I just posted a video explaining how to read Korean. You can go from zero to literate in eighteen minutes! Here’s why I made it and why I think you should study it.

Korean looks terrible when it’s transliterated into English. The common sense pronunciation of transliterated Korean is at best an approximation (hangul), often falls very far from the mark (annyeong haseyo), and at worst is inscrutable (tteokbokki). As a result there is little insight to be gained through transliteration; I might as well use nonsense words instead. And there is a harmful consequence. Because it is written so poorly in our alphabet, Korean seems more foreign, not just unknown but unknowable. By extension, so does Korea.

For these reasons I have decided not to transliterate Korean in this blog. For instance, I was happy to tell you the title of my previous post “두부고추장찌개” meant “tofu and red pepper paste stew,” because I don’t expect you to actually learn Korean. But I would not write it as dubu gochujang jjigae.1 You’ll have to figure that out yourself.

More on that translation, though: it’s not really correct to translate 고추장 as “red pepper paste.” 고추장 is a paste made with red peppers, but that doesn’t capture all of its meaning. Really, there is no correct translation of 고추장, because there is no English equivalent. There is only so much that you can convey in a succinct descriptive translation of uniquely Korean concepts, and if you go too far you end up describing apples in terms of oranges. A 파전 is not “Korean pizza,” as I’ve heard it explained (hey, they’re both circular things you slice!), any more than candle wax is ice because they both melt. Rather, a 파전 is a 파전. It’s not such a crazy foreign concept - a savory unleavened pancake made with rice flour and filled with toppings like green onions, seafood, and kimchi - but to learn what it is requires just a little bit of investment on your part.

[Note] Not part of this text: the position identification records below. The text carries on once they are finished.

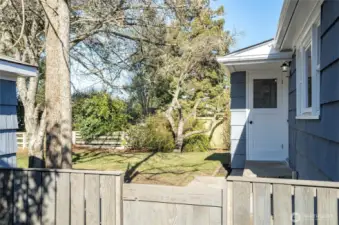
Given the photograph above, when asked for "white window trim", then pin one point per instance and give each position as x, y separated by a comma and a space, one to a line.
308, 38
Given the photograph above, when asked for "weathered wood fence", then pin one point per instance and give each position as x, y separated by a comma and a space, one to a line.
281, 201
22, 139
166, 205
117, 139
42, 196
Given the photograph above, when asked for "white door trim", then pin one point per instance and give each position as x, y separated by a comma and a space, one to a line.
284, 91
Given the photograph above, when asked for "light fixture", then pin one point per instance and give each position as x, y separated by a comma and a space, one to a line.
285, 66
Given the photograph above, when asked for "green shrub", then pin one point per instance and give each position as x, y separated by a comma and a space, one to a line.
153, 135
196, 143
99, 114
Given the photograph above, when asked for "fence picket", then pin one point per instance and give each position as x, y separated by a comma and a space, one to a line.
77, 199
92, 195
62, 198
261, 203
304, 205
107, 191
34, 198
48, 198
241, 203
327, 206
282, 203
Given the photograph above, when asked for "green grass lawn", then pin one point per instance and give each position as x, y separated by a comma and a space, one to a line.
154, 168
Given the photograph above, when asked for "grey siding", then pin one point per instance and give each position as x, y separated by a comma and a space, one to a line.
314, 144
8, 123
238, 119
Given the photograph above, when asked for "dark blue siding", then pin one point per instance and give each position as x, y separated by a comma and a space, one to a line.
238, 90
314, 144
8, 93
8, 123
238, 129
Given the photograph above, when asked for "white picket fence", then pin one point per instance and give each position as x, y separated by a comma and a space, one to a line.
117, 140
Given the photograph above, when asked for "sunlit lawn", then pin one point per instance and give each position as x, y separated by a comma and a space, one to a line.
155, 168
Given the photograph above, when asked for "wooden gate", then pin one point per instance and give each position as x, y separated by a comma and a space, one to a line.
167, 205
262, 201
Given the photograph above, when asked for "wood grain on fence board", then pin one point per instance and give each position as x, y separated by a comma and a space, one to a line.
6, 197
34, 198
77, 199
62, 199
167, 194
48, 198
107, 192
201, 215
229, 208
282, 204
20, 197
262, 203
304, 205
92, 195
241, 203
327, 206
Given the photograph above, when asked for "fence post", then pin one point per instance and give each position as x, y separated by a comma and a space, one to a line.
24, 140
74, 137
224, 203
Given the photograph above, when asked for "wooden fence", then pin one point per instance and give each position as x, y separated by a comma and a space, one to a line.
22, 139
281, 201
117, 139
42, 196
166, 205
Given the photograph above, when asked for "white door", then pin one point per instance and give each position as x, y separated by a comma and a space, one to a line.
267, 121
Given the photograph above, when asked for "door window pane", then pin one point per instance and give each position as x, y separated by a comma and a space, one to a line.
309, 76
264, 93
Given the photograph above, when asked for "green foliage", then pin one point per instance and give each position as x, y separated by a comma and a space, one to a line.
153, 135
99, 114
196, 143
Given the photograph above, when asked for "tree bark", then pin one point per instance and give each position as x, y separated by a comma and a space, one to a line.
58, 93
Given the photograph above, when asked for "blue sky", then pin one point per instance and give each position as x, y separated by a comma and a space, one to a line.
254, 20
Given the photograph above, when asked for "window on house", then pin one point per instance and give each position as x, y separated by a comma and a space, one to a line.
308, 75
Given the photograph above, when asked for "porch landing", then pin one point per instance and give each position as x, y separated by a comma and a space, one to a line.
264, 169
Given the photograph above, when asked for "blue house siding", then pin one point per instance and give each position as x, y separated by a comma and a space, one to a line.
314, 144
8, 123
238, 119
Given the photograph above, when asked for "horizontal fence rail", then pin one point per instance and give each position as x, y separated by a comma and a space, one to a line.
281, 201
22, 139
166, 205
117, 139
43, 196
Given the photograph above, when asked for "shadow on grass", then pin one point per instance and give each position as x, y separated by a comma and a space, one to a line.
223, 157
131, 171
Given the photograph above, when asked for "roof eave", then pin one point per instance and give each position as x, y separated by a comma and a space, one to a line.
286, 15
233, 60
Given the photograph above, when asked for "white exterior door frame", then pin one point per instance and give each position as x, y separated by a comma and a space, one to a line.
282, 110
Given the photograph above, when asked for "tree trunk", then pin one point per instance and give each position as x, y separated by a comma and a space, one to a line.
35, 123
179, 137
58, 92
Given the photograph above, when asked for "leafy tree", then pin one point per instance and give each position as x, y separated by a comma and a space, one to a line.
99, 114
197, 79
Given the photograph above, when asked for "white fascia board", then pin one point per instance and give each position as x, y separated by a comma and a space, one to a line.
16, 69
286, 15
236, 60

That’s what this is really about. I think you should expend a little bit of effort to understand Korean and Korea and Koreans. Koreans are used to being overlooked in favor of or lumped in with the other East Asian peoples, at least on a Western or world stage. Because the standard of reciprocal interest is so low, they do things like introducing a 파전 as Korean pizza, condescending to the lack of interest at the expense of actually conveying their culture. And yet, Korean culture has so much to offer the world! And they have done an awful lot to be able to play by the rules in places like the United States. Return the favor and benefit from a two-way exchange. Learning hangul isn’t meeting them halfway; it’s giving them an inch in exchange for their mile.

If you won’t do it for their sake, do it for mine. If you happen to be a Christian you believe that “we are members of one another.” What that means is that since I went to Korea, part of you went to Korea too. I can’t give you the answer to questions like “So, how is Korea?” without sharing about Korea itself. If you don’t care what’s going on here or what it’s like, and you just want to know how I’m doing, I question how much you actually do care about me.

Finally, learning 한글 will help you by expanding your mind. A window into an entire region of the world which happens to contain billions of people will have opened. You will realize assumptions you had about what a writing system is were false. You will realize that certain things which appear inscrutable at first glance are actually fully within your power to comprehend. You will appreciate its elegance and simplicity which is not at the expense of depth or breadth. You will engage critically with our language in a way that will leave you with a deeper appreciation for it.

You will understand just a little better what it means to be human.

The door is open.

1 A possible exception are the few Korean words that actually have made it into our lexicon, like kimchi, words whose transliterations have actually entered our language.